Journal of Physical Chemistry A, Vol.124, No.37, 7478-7490, 2020
Helix-Coil Transition at a Glycine Following a Nascent alpha-Helix: A Synergetic Guidance Mechanism for Helix Growth
A detailed understanding of forces guiding the rapid folding of a polypeptide from an apparently random coil state to an ordered alpha-helical structure following the rate-limiting preorganization of the initial three residue backbones into helical conformation is imperative to comprehending and regulating protein folding and for the rational design of biological mimetics.
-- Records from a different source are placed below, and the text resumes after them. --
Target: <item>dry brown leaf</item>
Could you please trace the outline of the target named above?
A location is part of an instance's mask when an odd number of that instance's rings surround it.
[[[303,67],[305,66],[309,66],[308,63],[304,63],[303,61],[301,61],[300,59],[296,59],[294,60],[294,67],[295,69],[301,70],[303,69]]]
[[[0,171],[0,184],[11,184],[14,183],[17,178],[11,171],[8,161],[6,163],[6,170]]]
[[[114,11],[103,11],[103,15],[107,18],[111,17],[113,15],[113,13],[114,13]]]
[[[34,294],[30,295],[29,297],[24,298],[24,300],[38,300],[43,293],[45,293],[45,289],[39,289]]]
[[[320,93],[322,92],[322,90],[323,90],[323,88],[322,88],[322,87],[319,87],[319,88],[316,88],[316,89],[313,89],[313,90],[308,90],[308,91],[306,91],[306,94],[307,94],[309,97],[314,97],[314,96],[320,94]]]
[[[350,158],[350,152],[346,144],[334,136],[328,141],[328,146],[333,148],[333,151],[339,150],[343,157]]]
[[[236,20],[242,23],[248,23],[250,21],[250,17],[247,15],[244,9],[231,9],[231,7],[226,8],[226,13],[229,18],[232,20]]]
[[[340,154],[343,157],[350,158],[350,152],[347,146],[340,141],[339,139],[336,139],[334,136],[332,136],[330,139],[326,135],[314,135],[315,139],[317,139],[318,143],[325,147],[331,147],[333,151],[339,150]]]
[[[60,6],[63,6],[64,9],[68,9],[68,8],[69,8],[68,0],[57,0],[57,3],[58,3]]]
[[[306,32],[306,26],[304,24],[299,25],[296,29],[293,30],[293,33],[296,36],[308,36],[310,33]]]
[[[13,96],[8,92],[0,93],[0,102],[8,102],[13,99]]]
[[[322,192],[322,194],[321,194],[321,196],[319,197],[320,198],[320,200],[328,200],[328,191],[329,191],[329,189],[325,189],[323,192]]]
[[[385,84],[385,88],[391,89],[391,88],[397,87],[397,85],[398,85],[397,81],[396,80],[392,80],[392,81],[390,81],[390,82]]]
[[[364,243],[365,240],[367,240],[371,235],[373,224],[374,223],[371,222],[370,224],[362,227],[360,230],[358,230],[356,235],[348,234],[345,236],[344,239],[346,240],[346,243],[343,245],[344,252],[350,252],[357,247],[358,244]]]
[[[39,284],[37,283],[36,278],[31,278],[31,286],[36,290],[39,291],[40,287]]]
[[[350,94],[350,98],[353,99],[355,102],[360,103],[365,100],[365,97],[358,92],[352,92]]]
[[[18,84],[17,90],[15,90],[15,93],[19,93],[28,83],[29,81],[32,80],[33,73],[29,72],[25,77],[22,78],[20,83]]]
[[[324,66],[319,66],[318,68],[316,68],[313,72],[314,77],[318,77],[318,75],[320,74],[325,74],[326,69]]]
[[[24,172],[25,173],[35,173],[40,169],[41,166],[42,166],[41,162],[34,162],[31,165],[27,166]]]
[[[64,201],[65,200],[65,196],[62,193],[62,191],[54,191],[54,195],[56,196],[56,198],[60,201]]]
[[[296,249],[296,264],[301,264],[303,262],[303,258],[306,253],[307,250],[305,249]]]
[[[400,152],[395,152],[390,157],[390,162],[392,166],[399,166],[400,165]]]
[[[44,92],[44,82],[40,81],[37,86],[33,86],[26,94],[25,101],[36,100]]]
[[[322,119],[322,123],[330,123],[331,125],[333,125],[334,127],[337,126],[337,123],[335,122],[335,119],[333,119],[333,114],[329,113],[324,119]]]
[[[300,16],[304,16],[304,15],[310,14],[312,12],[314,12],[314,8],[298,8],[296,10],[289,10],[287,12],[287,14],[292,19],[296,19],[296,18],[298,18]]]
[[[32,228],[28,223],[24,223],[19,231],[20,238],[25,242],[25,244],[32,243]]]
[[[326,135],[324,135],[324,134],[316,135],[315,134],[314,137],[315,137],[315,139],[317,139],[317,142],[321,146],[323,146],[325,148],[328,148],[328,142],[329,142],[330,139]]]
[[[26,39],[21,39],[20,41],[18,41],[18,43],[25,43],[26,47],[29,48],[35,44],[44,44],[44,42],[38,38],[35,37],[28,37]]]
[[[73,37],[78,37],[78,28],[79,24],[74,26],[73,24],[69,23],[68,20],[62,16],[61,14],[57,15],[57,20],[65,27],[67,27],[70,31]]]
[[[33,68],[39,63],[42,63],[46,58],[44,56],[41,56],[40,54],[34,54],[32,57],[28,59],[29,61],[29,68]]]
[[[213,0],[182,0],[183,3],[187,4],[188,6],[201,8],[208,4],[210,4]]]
However, several details of this process are still unknown. First, although the helix-coil transition was proposed to originate at the residue level (J. Chem. Phys. 1959, 31, 526-535; J. Chem. Phys. 1961, 34, 1963-1974), all helix-folding studies have only established it between time-averaged bulk states of a long-lived helix and several transiently populated random coils, along the whole helix model sequence. Second, the predominant thermodynamic forces driving either this two-state transition or the faster helix growth following helix nucleation are still unclear. Third, the conformational space of the random coil state is not well-defined unlike its corresponding alpha-helix. Here we investigate the restrictions placed on the conformational space of a Gly residue backbone, as a result of it immediately succeeding a nascent ahelical turn. Analyses of the temperature-dependent ID-, 2D-NMR, FT-IR, and CD spectra and GROMACS MD simulation trajectory of a Gly residue backbone following a model alpha-helical turn, which is artificially rigidified by a covalent hydrogen bond surrogate, reveal that: (i) the alpha-helical turn guides the phi torsion of the Gly exclusively into either a predominantly populated entropically favored alpha-helical (alpha-phi) state or a scarcely populated random coil (RC-phi) state; (ii) the alpha-phi state of Gly in turn favors the stability of the preceding alpha-helical turn, while the RC-phi state disrupts it, revealing an entropy-driven synergetic guidance for helix growth in the residue following helix nucleation. The applicability of a current synergetic guidance mechanism to explain rapid helix growth in folded and unfolded states of proteins and helical peptides is discussed.